We use the same (retrieved) context as inputs for all the LLMs for a fair comparison. ChatQA-1.5 models use training samples from the HybriDial dataset. Hence, we compare average scores (e.g., Unigram F1) excluding HybriDial for the fair comparison. Compared to GPT-4-0613 and GPT-4-Turbo-2024-04-09, Llama3-ChatQA-1.5-8B achieves comparable results, and Llama3-ChatQA-1.5-70B greatly outperforms both of them.
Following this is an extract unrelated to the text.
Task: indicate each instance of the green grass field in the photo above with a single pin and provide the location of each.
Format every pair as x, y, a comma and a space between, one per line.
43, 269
Evaluation of Unanswerable Scenario

ChatRAG Bench also includes evaluations for the unanswerable scenario, where we evaluate models' capability to determine whether the answer to the question can be found within the given context. Equipping models with such capability can substantially decrease the likelihood of hallucination.
  Command-R-Plus     Llama-3-instruct-70b     GPT-4-0613     GPT-4-Turbo     ChatQA-1.0-70B     ChatQA-1.5-8B     ChatQA-1.5-70B  
  Average   68.11 76.42 80.73 80.47 77.25 75.57 71.86

We use QuAC and DoQA datasets which have such unanswerable cases to evaluate such capability. We use both answerable and unanswerable samples for this evaluation. Specifically, for unanswerable case, we consider the model indicating that the question cannot be answered as correct, and as for answerable cases, we consider the model not indicating the question is unanswerable as correct (i.e., the model giving an answer). In the end, we calculate the average accuracy score of unanswerable and answerable cases as the final metric.

Other Evaluations

Evaluation on Single-Turn QA and RAG Benchmark

Zero-shot exact match scores on Natural Questions (NQ), TriviaQA, and HotpotQA.
Models    Average          NQ          TriviaQA       HotpotQA   
Atlas (11B) (Izacard et al., 2023) 39.4 26.7 56.9 34.7
Raven (11B) (Huang et al., 2023) - 29.6 65.7 -
RECOMP (20B) (Xu et al., 2024) 42.1 37.0 59.0 30.4
InstructRetro (43B) (Wang et al., 2024) - 38.9 65.6 -
RePlug (65B) (Shi et al., 2023) 44.5 28.8 72.6 32.0
RA-DIT (65B) (Lin et al., 2024) 50.1 35.2 75.4 39.7
Llama3-instruct-8B (Meta, 2024) 42.5 30.9 70.7 26.0
Llama3-instruct-70B (Meta, 2024) 53.6 42.7 82.4 35.6
Llama3-ChatQA-1.5-8B 52.3 42.4 81.0 33.5
Llama3-ChatQA-1.5-70B 58.7 47.0 85.6 42.2

We further evaluate Llama3-ChatQA-1.5 models on knowledge-intensive single-turn QA datasets: Natural Questions (NQ), TriviaQA, and HotpotQA from the KILT Benchmark, and compare them against frontier RAG models. We use the Dragon retriever to obtain the most relevant contexts and perform a one-time retrieval for all datasets. We find that, despite its significantly smaller model size, Llama3-ChatQA-1.5-8B performs better than RA-DIT (65B). Llama3-ChatQA-1.5-70B remarkably outperforms existing frontier RAG models.

Human Evaluations

In this human evaluation, we randomly select 60 samples from each of 10 datasets on ChatRAG Bench, and each sample is labelled by three annotators, which results in a total of 1800 annotations. We ask annotators to verify the facts in models' outputs and determine which model provides a more accurate response to the question. From the results, ChatQA-1.0-70B and GPT-4 are tie most of the time, and GPT-4 achieves slightly higher win rate.

Training Datasets

We release the training datasets described in ChatQA paper.

Conversational QA Retriever

We release the dragon multi-turn query retriever for the conversational QA task. The details of this retriever are described in ChatQA paper.